On May 10, the House passed legislation that would spend $40.1 billion to aid Ukraine in its war against Russia and support refugees displaced by the conflict that has lasted almost three months.


Even before this bill is passed, Ukraine has become the largest recipient of U.S. military aid in the world. Between the start of Russia’s invasion on February 24 and early May, total U.S. military assistance to Ukraine reached $3.8 billion, while total economic and humanitarian aid is billions more.


Here are three things to know about the latest Ukraine bill as the Senate tries to pass it this week:


1) Half of the bill is military aid and replenishing U.S. stocks


The legislation provides $6 billion in new spending authority to aid Ukraine directly. It makes this money available through September 2023 through the Ukraine Security Initiative. This program, run by the Defense Department, has allowed the U.S. to deliver weapons systems, ammunition, drones and other assistance.

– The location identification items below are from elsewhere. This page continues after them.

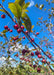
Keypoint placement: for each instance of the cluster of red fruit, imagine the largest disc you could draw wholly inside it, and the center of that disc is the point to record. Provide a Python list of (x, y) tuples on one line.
[(6, 27)]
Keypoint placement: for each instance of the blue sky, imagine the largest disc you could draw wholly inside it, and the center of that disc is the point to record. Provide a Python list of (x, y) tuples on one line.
[(34, 14)]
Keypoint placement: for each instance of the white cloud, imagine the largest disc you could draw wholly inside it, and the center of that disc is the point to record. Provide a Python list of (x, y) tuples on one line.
[(31, 3)]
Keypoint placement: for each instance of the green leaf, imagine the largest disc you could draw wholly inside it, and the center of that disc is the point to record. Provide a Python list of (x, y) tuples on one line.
[(27, 22), (26, 5), (15, 9)]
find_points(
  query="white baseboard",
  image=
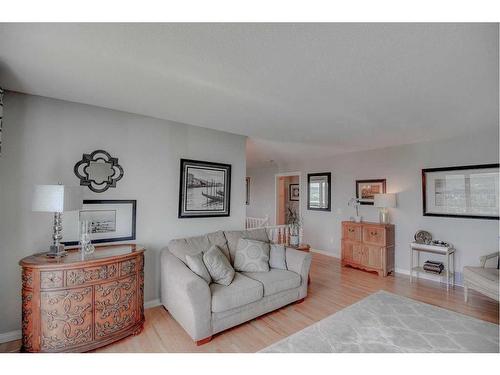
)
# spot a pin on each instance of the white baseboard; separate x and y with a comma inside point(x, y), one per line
point(327, 253)
point(16, 335)
point(152, 303)
point(10, 336)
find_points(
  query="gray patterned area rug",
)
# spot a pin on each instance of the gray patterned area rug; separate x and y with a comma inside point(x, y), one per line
point(385, 322)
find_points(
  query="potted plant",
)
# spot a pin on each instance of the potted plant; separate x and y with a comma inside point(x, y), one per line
point(294, 221)
point(355, 202)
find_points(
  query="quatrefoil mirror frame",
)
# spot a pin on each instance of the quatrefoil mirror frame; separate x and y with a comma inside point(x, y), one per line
point(98, 161)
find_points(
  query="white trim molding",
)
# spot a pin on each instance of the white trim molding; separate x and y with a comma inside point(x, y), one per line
point(10, 336)
point(327, 253)
point(152, 303)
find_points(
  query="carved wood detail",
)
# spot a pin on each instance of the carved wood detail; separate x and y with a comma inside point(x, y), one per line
point(27, 278)
point(75, 305)
point(27, 319)
point(66, 318)
point(115, 305)
point(52, 279)
point(87, 275)
point(127, 267)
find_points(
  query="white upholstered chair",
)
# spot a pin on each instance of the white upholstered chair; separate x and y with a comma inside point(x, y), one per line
point(482, 279)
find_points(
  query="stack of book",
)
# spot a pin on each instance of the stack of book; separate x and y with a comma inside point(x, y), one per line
point(433, 267)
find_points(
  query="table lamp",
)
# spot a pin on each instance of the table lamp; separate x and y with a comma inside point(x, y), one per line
point(384, 201)
point(56, 199)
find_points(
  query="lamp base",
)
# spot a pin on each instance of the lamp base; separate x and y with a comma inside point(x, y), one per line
point(56, 251)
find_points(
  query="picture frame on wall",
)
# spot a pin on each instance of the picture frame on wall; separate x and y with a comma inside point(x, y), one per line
point(366, 190)
point(110, 221)
point(205, 189)
point(470, 191)
point(319, 189)
point(294, 192)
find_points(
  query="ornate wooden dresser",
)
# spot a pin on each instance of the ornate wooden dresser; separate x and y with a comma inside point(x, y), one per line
point(369, 246)
point(72, 304)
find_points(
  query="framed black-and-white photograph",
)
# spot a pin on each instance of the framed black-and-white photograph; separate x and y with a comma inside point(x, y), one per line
point(110, 221)
point(319, 188)
point(366, 190)
point(247, 190)
point(205, 189)
point(294, 192)
point(466, 191)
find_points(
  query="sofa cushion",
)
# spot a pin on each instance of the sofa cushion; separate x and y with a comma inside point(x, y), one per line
point(251, 256)
point(487, 278)
point(242, 291)
point(277, 257)
point(195, 245)
point(218, 266)
point(275, 280)
point(234, 236)
point(195, 264)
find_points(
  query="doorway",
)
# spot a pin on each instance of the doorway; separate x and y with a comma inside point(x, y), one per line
point(288, 195)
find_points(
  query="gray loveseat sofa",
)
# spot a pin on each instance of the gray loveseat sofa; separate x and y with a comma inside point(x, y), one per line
point(204, 310)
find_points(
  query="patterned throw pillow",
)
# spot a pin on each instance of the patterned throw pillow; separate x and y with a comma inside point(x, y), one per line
point(277, 257)
point(195, 264)
point(251, 256)
point(218, 266)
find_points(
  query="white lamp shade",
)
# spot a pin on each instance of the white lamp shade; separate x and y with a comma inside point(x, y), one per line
point(56, 198)
point(385, 200)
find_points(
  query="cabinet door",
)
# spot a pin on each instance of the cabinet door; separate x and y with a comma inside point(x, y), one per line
point(348, 250)
point(374, 235)
point(374, 256)
point(115, 305)
point(66, 318)
point(351, 232)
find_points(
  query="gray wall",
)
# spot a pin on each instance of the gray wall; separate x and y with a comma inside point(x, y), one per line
point(401, 166)
point(44, 138)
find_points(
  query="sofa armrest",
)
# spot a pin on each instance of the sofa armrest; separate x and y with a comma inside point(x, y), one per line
point(484, 258)
point(186, 296)
point(299, 262)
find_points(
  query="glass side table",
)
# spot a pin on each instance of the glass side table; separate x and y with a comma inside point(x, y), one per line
point(448, 252)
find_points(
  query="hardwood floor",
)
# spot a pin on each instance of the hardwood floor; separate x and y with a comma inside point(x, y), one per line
point(332, 288)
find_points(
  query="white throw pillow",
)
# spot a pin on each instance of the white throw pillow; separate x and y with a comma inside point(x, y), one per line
point(195, 264)
point(218, 266)
point(251, 256)
point(277, 257)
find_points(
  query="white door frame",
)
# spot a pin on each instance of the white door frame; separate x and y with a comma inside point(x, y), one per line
point(286, 174)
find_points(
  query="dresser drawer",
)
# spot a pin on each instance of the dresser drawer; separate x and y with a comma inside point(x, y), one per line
point(374, 235)
point(351, 232)
point(90, 275)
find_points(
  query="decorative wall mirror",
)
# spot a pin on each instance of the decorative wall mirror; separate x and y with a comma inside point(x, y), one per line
point(319, 191)
point(99, 171)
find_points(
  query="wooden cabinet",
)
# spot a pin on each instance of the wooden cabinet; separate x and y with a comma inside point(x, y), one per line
point(369, 246)
point(75, 305)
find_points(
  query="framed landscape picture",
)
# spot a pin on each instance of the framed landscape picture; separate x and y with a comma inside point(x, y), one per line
point(110, 221)
point(293, 192)
point(465, 191)
point(366, 189)
point(205, 189)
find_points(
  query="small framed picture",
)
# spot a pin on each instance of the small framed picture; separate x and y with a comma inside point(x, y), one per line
point(366, 189)
point(470, 191)
point(294, 192)
point(110, 221)
point(205, 189)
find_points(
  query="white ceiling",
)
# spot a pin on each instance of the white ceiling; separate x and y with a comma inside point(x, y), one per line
point(319, 89)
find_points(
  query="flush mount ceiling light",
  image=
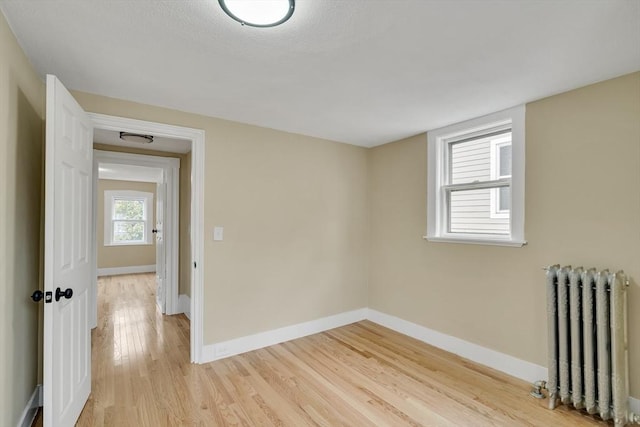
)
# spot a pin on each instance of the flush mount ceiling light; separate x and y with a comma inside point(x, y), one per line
point(259, 13)
point(136, 137)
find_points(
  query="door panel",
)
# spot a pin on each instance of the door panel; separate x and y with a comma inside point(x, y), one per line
point(67, 340)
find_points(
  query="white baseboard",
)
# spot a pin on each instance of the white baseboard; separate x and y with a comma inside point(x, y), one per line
point(502, 362)
point(510, 365)
point(31, 409)
point(513, 366)
point(184, 305)
point(115, 271)
point(229, 348)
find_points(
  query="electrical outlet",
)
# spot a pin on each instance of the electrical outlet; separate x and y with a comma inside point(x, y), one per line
point(218, 233)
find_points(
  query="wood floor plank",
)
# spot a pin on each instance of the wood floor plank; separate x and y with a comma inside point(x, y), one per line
point(358, 375)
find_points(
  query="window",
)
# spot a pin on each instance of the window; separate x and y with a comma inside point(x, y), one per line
point(128, 217)
point(476, 181)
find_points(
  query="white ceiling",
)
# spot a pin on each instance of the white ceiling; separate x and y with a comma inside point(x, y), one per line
point(171, 145)
point(356, 71)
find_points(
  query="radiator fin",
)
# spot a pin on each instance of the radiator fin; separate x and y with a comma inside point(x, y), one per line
point(587, 341)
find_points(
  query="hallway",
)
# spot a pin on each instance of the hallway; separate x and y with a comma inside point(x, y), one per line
point(140, 358)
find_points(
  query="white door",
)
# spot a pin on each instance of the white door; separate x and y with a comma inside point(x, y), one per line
point(160, 248)
point(67, 270)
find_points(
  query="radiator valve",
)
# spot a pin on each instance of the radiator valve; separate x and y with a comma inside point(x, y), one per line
point(536, 391)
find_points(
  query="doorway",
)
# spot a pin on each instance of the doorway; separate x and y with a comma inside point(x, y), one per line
point(136, 207)
point(195, 232)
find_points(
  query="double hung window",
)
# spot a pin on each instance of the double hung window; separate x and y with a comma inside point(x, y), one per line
point(476, 181)
point(128, 217)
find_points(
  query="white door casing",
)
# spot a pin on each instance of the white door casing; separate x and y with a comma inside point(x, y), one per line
point(68, 238)
point(160, 249)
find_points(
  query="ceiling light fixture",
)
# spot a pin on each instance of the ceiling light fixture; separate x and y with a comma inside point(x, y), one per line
point(259, 13)
point(136, 137)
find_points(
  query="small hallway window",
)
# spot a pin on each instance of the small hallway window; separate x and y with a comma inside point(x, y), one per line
point(128, 217)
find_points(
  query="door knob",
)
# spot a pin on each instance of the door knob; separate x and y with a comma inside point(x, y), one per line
point(68, 293)
point(36, 296)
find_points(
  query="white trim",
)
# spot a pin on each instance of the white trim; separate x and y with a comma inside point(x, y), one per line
point(437, 177)
point(145, 197)
point(134, 269)
point(236, 346)
point(197, 246)
point(184, 305)
point(634, 406)
point(31, 409)
point(197, 137)
point(502, 362)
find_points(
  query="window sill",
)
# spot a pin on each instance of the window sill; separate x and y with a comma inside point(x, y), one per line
point(471, 241)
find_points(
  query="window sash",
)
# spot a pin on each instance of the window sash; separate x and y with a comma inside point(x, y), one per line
point(440, 187)
point(111, 234)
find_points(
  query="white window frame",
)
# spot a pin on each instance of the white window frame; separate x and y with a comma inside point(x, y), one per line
point(437, 178)
point(109, 197)
point(496, 212)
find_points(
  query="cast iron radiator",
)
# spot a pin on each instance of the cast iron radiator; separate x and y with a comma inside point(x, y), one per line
point(588, 359)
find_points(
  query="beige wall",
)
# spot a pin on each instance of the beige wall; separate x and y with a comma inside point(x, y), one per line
point(582, 208)
point(21, 157)
point(123, 255)
point(185, 226)
point(295, 216)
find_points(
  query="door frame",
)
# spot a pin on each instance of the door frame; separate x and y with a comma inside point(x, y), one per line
point(171, 175)
point(197, 138)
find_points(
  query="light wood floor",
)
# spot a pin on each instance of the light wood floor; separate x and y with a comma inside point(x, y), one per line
point(357, 375)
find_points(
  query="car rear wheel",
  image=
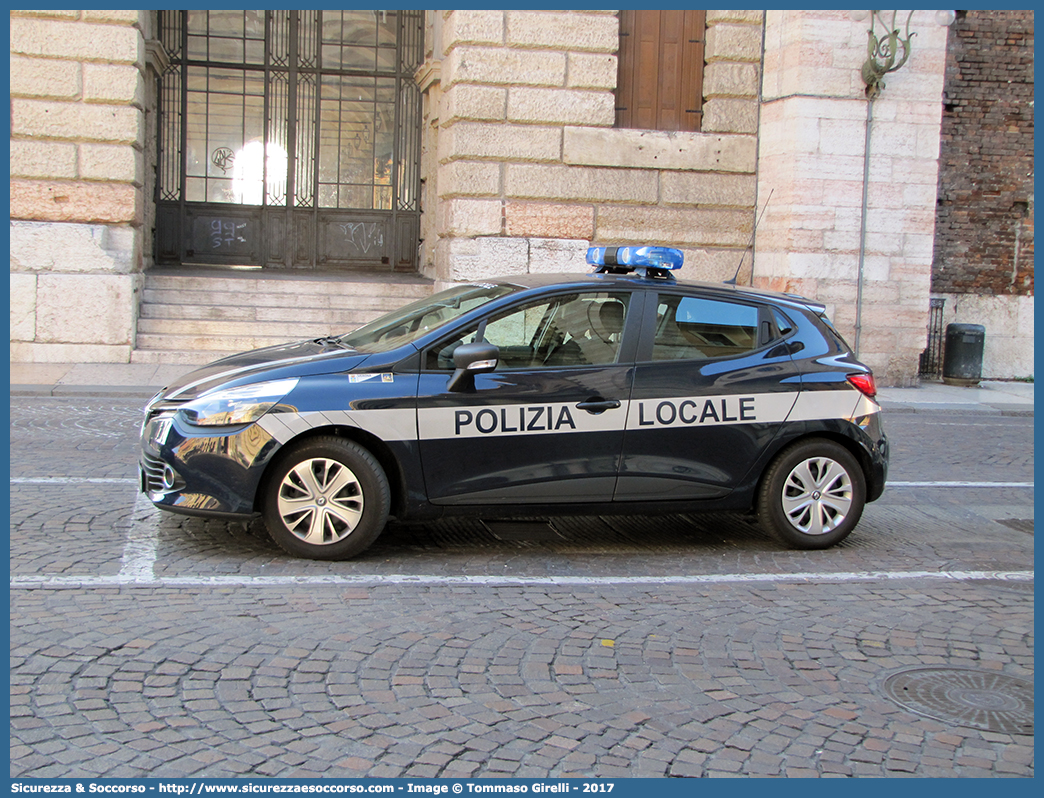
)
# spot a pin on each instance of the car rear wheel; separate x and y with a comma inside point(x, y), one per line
point(812, 495)
point(326, 498)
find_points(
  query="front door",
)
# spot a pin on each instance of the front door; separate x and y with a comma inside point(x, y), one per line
point(547, 424)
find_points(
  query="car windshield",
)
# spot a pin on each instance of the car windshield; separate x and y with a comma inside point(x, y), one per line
point(409, 323)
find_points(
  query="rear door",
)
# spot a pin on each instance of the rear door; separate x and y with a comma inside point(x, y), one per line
point(547, 425)
point(712, 386)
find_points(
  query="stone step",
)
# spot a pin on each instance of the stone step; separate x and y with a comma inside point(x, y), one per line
point(217, 346)
point(195, 315)
point(231, 299)
point(171, 357)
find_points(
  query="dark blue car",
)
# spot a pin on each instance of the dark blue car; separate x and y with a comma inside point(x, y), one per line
point(623, 390)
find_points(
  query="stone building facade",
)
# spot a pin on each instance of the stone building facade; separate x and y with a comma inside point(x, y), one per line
point(523, 168)
point(983, 257)
point(77, 183)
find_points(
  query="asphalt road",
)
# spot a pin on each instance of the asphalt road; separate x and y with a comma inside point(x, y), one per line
point(147, 644)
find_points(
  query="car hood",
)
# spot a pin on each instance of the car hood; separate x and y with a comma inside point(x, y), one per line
point(294, 359)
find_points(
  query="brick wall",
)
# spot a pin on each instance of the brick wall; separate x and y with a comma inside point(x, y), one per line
point(523, 167)
point(76, 183)
point(985, 229)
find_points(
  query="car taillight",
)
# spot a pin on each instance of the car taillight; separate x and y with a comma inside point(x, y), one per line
point(864, 382)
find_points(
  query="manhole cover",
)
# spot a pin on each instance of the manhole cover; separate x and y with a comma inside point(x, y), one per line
point(965, 697)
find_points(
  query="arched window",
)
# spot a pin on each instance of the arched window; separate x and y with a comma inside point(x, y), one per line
point(661, 70)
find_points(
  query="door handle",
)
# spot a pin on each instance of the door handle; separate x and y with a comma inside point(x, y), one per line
point(594, 406)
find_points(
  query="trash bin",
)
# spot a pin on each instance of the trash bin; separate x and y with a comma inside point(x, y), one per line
point(963, 357)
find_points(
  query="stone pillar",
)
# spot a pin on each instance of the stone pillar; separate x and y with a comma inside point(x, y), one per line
point(811, 145)
point(76, 184)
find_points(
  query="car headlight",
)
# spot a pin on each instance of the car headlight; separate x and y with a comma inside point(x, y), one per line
point(236, 405)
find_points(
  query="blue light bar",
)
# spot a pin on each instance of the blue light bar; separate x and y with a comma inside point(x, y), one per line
point(636, 257)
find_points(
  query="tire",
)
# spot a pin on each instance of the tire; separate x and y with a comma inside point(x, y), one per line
point(326, 498)
point(812, 495)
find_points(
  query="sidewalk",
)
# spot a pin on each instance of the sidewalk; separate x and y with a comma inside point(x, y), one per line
point(142, 380)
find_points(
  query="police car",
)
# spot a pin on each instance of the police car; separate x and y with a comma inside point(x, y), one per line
point(619, 391)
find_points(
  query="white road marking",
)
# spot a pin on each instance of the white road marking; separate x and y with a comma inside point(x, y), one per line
point(138, 560)
point(118, 480)
point(373, 580)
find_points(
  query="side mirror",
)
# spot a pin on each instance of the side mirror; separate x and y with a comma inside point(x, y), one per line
point(471, 359)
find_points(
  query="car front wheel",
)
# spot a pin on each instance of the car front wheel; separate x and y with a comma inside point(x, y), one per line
point(327, 498)
point(812, 495)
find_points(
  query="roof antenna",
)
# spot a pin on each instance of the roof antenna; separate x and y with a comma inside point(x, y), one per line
point(753, 233)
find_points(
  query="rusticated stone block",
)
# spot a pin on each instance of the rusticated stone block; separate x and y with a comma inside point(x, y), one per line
point(577, 183)
point(474, 103)
point(671, 226)
point(501, 142)
point(56, 247)
point(502, 67)
point(561, 107)
point(591, 71)
point(119, 85)
point(469, 179)
point(112, 44)
point(473, 26)
point(85, 309)
point(470, 217)
point(693, 188)
point(730, 115)
point(657, 149)
point(23, 307)
point(728, 79)
point(44, 78)
point(76, 121)
point(733, 42)
point(43, 159)
point(553, 255)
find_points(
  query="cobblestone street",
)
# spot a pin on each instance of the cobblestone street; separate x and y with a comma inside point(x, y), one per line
point(146, 644)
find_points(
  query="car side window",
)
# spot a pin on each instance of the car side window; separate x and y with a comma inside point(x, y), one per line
point(696, 328)
point(570, 330)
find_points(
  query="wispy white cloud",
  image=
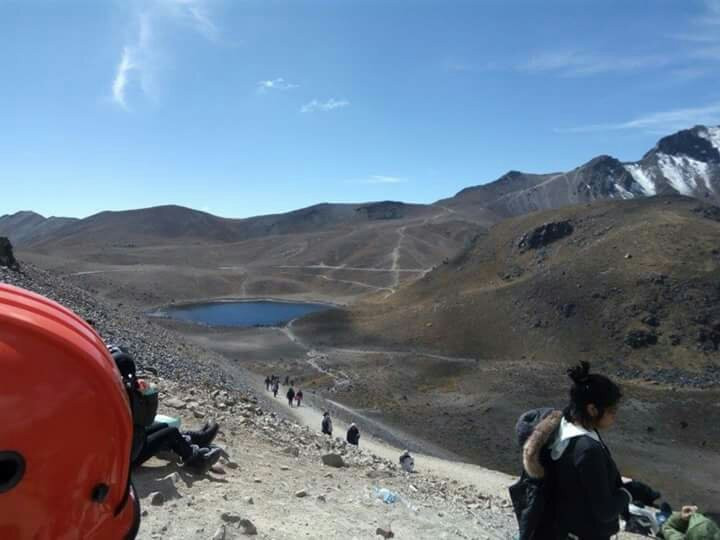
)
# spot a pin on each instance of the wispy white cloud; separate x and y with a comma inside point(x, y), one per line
point(139, 58)
point(329, 105)
point(573, 63)
point(378, 179)
point(659, 122)
point(382, 179)
point(275, 84)
point(121, 78)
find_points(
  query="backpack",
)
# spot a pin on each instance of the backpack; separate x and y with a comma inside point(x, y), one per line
point(143, 405)
point(532, 497)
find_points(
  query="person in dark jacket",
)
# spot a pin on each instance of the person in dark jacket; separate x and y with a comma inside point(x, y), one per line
point(326, 424)
point(588, 492)
point(290, 395)
point(353, 435)
point(570, 486)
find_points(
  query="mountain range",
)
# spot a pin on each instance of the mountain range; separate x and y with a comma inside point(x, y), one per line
point(685, 163)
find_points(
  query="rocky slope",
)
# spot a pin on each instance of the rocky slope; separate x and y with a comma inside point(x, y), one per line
point(685, 163)
point(632, 279)
point(274, 482)
point(173, 224)
point(28, 227)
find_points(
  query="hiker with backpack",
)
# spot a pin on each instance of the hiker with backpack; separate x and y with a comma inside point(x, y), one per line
point(290, 395)
point(353, 435)
point(326, 424)
point(570, 486)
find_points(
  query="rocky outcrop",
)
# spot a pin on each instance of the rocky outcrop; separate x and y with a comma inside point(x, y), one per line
point(546, 234)
point(383, 210)
point(685, 163)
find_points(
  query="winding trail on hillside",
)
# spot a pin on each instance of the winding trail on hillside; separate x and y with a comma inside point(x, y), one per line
point(396, 258)
point(310, 414)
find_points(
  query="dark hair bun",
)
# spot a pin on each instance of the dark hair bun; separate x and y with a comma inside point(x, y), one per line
point(580, 373)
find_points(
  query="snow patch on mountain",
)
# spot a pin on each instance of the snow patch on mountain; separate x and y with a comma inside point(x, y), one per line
point(624, 193)
point(642, 178)
point(682, 171)
point(711, 134)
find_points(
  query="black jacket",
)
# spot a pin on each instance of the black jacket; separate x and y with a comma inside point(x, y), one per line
point(587, 490)
point(579, 493)
point(353, 435)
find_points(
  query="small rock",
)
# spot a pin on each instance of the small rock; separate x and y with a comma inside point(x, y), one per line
point(220, 533)
point(333, 460)
point(175, 403)
point(229, 517)
point(248, 527)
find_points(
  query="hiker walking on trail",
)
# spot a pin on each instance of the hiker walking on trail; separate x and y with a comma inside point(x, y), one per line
point(326, 424)
point(353, 435)
point(407, 462)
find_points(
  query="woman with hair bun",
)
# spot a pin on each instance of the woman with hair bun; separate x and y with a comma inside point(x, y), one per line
point(588, 491)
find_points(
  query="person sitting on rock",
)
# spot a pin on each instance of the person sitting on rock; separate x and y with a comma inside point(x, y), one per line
point(150, 437)
point(689, 524)
point(353, 435)
point(326, 424)
point(407, 462)
point(193, 447)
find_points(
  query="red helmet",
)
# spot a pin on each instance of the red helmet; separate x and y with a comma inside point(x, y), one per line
point(65, 427)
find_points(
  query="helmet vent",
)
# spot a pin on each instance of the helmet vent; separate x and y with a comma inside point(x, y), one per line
point(12, 468)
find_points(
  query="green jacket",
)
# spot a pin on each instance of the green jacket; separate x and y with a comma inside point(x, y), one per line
point(698, 527)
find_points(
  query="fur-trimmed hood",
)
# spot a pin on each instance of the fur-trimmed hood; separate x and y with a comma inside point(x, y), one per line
point(538, 439)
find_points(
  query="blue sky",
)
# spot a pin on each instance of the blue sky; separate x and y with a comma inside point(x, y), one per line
point(248, 107)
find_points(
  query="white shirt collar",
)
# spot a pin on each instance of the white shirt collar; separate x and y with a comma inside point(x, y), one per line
point(569, 431)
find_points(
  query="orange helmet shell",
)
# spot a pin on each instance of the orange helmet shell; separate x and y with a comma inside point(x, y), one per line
point(64, 410)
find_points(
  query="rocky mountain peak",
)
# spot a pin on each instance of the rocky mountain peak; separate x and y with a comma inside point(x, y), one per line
point(700, 143)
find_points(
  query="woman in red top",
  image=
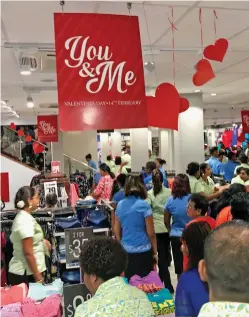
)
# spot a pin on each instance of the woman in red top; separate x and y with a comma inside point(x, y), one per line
point(197, 209)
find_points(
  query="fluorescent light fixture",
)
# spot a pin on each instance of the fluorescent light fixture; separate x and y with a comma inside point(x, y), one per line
point(30, 103)
point(25, 72)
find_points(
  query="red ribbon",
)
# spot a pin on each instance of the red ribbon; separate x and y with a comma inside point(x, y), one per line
point(200, 20)
point(215, 18)
point(173, 42)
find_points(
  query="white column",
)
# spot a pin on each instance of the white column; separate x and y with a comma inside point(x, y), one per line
point(189, 140)
point(149, 140)
point(116, 143)
point(78, 144)
point(139, 148)
point(104, 145)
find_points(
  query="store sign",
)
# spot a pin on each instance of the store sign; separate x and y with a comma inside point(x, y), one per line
point(99, 72)
point(74, 240)
point(55, 166)
point(47, 128)
point(245, 121)
point(74, 295)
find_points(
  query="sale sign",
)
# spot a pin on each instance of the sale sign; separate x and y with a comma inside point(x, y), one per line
point(245, 121)
point(99, 72)
point(47, 127)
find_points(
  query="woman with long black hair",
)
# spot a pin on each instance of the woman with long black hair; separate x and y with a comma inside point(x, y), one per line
point(104, 187)
point(191, 292)
point(157, 198)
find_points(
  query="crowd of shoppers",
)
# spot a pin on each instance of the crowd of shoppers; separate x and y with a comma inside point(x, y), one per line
point(205, 226)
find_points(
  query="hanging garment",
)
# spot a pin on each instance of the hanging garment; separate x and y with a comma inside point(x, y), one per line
point(73, 194)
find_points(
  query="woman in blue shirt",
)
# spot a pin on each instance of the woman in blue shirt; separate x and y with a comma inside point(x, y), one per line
point(159, 165)
point(176, 207)
point(134, 228)
point(191, 292)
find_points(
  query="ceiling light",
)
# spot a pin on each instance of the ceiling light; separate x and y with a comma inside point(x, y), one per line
point(30, 103)
point(25, 72)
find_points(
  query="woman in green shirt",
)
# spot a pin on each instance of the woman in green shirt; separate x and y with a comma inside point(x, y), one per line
point(157, 198)
point(28, 261)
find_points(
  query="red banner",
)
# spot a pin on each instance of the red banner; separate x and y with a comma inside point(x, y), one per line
point(99, 72)
point(47, 128)
point(245, 121)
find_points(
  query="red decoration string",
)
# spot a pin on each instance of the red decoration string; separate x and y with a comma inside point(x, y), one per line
point(200, 20)
point(173, 28)
point(215, 18)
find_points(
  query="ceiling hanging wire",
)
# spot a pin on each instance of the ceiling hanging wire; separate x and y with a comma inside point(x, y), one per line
point(129, 7)
point(150, 44)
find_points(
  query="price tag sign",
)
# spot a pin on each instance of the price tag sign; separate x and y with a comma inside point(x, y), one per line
point(74, 295)
point(74, 240)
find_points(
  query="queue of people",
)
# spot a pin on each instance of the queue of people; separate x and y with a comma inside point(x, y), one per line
point(205, 226)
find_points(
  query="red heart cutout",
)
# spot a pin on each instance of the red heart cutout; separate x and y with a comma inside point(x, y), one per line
point(184, 104)
point(164, 108)
point(12, 126)
point(28, 138)
point(20, 132)
point(204, 73)
point(217, 51)
point(38, 148)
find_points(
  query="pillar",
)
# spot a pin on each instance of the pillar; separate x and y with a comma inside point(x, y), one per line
point(104, 146)
point(116, 143)
point(139, 148)
point(188, 141)
point(166, 147)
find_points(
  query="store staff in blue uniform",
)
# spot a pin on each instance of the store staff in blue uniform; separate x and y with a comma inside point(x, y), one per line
point(213, 161)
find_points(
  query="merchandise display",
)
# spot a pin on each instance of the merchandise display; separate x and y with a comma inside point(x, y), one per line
point(124, 159)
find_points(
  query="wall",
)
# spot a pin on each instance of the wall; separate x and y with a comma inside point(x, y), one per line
point(19, 176)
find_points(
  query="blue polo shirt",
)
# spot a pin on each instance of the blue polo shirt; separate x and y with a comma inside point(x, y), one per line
point(228, 170)
point(215, 164)
point(132, 212)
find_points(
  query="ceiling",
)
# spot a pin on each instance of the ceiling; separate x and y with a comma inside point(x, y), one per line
point(31, 22)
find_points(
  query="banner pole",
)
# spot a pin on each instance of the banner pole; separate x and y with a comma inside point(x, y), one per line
point(52, 152)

Another $9.05 billion is available through September 2023 in part “for replacement of defense articles from the stocks of the Department of Defense,” which will allow the Pentagon to resupply itself with the systems it has given to Ukraine. This funding will also be used for “reimbursement for defense services of the Department of Defense and military education and training, provided to the Government of Ukraine or to foreign countries that have provided support to Ukraine at the request of the United States.”


Millions in new spending is also provided for personnel and equipment in the Army, Navy and other service branches for related expenses. For example, it gives the Army $1.5 billion and gives the Navy $900 million for operational and maintenance expenses to “respond to the situation in Ukraine.”


Hundreds of millions of dollars are also provided to the service branches for R&D and procurement related to Ukraine.


Finally, the bill provides $4 billion for the foreign military financing program, which will allow the U.S. to provide grants and loans for Ukraine to continue to buy equipment and training services.


2) The other half is disaster and economic support


The legislation provides billions in new spending that is aimed at coping with the economic and social upheaval caused by Russia’s invasion.


It provides $4.3 billion for international disaster assistance to “respond to humanitarian needs in Ukraine and in countries impacted by the situation in Ukraine, including the provision of emergency food and shelter…”


It provides $8.8 billion for an economic support fund for Ukraine and countries affected by the war.


It gives $900 million to the Department of Health and Human Services and $350 million to the Department of State to help refugees. State receives another $400 million for narcotics control and law enforcement, which will fund programs aimed at preventing human trafficking and collecting evidence of war crimes.


3) Rand Paul’s speedbump


Last week, Sen. Rand Paul (R-KY) created a temporary hurdle to passing the bill by insisting on greater government oversight into how the money is spent. That move drew immediate criticism from Republicans and Democrats and led some to charge that Paul single-handedly blocked the bill.


But while Paul opposes the bill in its current form, he can do little to stop its passage in the coming days. Last week, Paul was able to slow down the bill only because Senate leaders asked for “unanimous consent” to quickly bring the bill to the floor, a shortcut process that can only work if there are no objections. When Paul objected, he prevented the Senate from using that shortcut.


This week, the Senate is expected to use regular Senate procedures to call up the bill and pass it. The Senate will first need 60 votes to bring up the bill for consideration, and few if any senators other than Paul are expected to vote “no.” Sixty votes would also be needed to end debate on the bill and bring it to a final vote, and a simple majority is all that’s needed to pass it into law.